Market division schemes, or customer allocation schemes, are anticompetitive agreements where companies divide markets amongst themselves. Each company is generally given a market that is exclusively theirs.
For example, anticompetitive market division schemes occur when competitors divide up customers or types of customers, determining who can sell to which customers. For example, two competitors might decide that one company will get the market for senior citizens and the other will get the market for children. The market for the young adult demographic (18 to 30 year-olds) is often considered one of the most desirable.
Laws Prohibiting Market Division Schemes
Anticompetitive market division schemes violate federal antitrust law, notably the Sherman Antitrust Act, and are prohibited by state antitrust law, including the California Cartwright Act.

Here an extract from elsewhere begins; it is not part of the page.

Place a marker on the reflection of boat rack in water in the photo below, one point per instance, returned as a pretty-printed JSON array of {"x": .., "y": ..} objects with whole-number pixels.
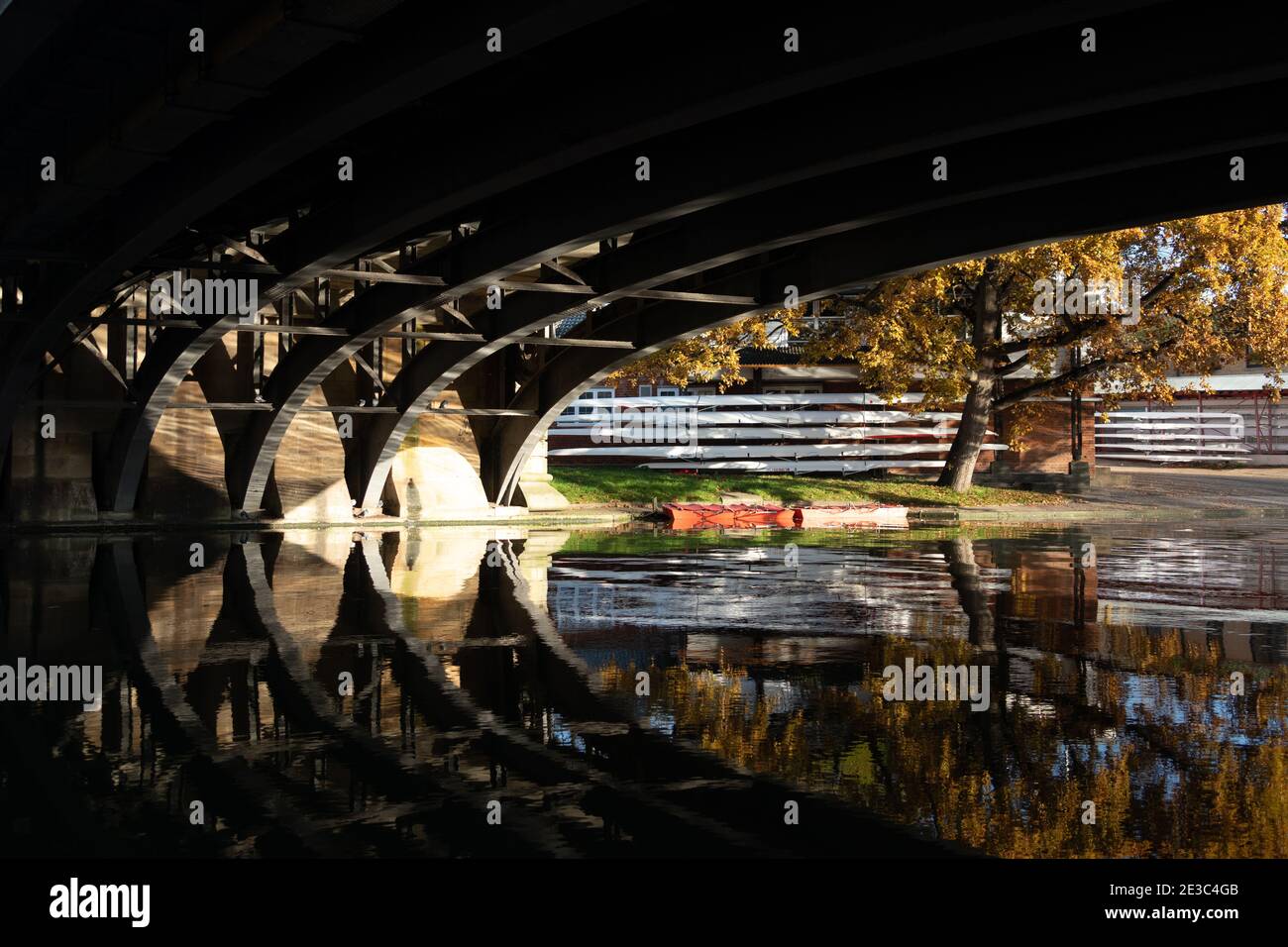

Is market allocation illegal?
In almost all circumstances a market allocation agreement will be illegal under antitrust law. Federal antitrust law treats a market allocation amongst competitors as a per se violation of the antitrust laws. Other types of potentially anticompetitive behavior are only illegal if their anti-competitive effects outweigh their pro-competitive efficiencies. But per se violations are automatic violations of federal antitrust law.
FTC: What does market allocation mean?
According to the Federal Trade Commission, market allocation means:
Plain agreements among competitors to divide sales territories or assign customers are almost always illegal. These arrangements are essentially agreements not to compete: “I won’t sell in your market if you don’t sell in mine.”